Traditionally deduplication is done in just one area of the backup tier, either at the client, at the backup server (called a "media agent" in a CommVault environment) or on the backup storage target. While some vendors will allow you to choose where to deduplicate data from among these three locations, the workload for that deduplication is only done on the tier you select. CommVault uses a more hybrid approach. At the client they have always segmented the data to be backed-up into blocks, and they have had the ability to compress that block prior to sending. Now with deduplication, they add one more step, executing the algorithm to generate the hash code needed for deduplication. This offloads the creation of hashes from the back-up or media server. Unlike source side deduplication products, however, the CommVault agent does not perform a look-up to see if the block already exists on the backup server. The block is sent with its hash. The backup or media server performs the deduplication look-up as it receives the block.
By distributing the workload across the back-up tiers, CommVault feels that they alleviate the performance concerns of both source-side and target-side deduplication methods. Although the respective providers of those solutions will debate the point, source-side deduplication may impact performance of the client while performing the look-up for redundant data, and target-side deduplication can become a bottleneck when receiving that data. CommVault potentially gets around the problem by spreading the load throughout the back-up tier. For clients where even the five percent load of creating hashes is too much impact, there is an option to have the media server create the hash, but of course that increase in the performance requirements would need to be accounted for before configuring hash creation on the media agent(s).
The downside to this hybrid approach to deduplication vs. a pure source-side deduplication method is that CommVault must transmit all the data (compressed or uncompressed) across the network between the server and the media agent, redundant or not. This is not unlike target-side deduplication technologies that must also receive the entire back-up.
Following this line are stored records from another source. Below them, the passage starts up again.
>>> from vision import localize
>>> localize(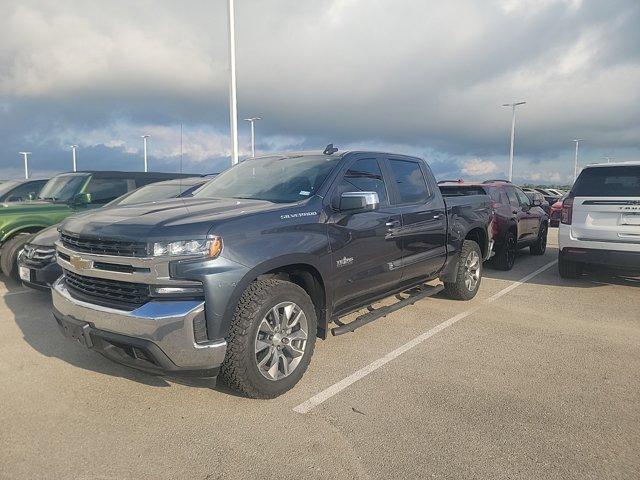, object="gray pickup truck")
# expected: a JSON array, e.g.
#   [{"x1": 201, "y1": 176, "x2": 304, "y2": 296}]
[{"x1": 52, "y1": 146, "x2": 492, "y2": 398}]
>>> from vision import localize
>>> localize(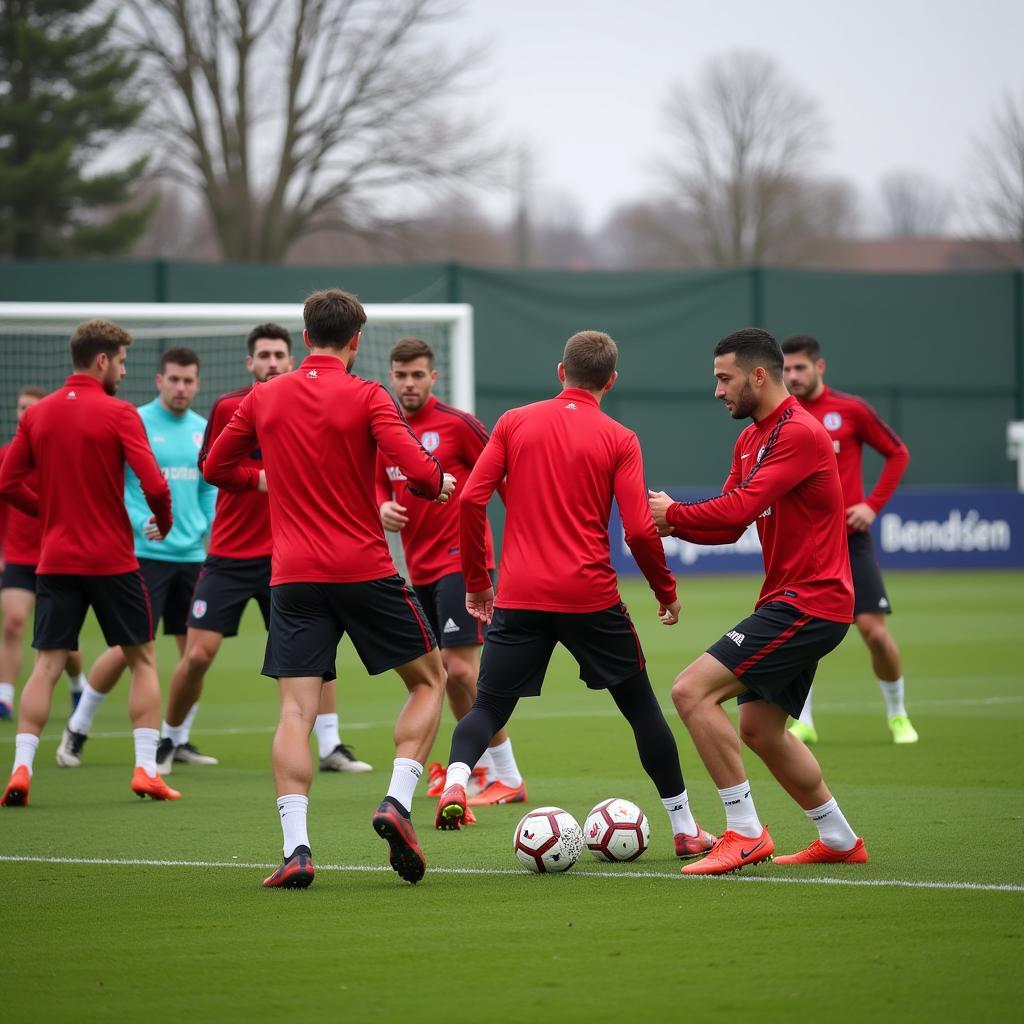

The result is that there continues to be the need for a robust back-up infrastructure, at least between the server and media agent. CommVault will deduplicate the data sent from the media agent to the target storage device, and at that stage would place a network load similar to what we would see from a source-based deduplication approach. To CommVault's advantage is their ability to manage data holistically, meaning that they can use incremental backups along with a synthetic full capability that is compatible with their deduplication. This reduces outbound data at the server/source level, and combined with data compression, this means that they will only require the transmission of new or modified blocks and files across the network, not the entire data set.
CommVault's software-based deduplication also can be configured to work with its replication capability, or it can leverage replication capabilities in the underlying storage systems, which can be any standard disk subsystem. With either approach, hardware replication or a software-based replication, only those changed blocks of data are sent across the WAN. While this provides a lot of choices for getting your backup data off-site it does not provide global dedupe capability across multiple sites, something that we have discussed in the past. So redundant data from across multiple sites will be stored, but redundant data sent from the same site.source, will be deduplicated across multiple back-up cycles.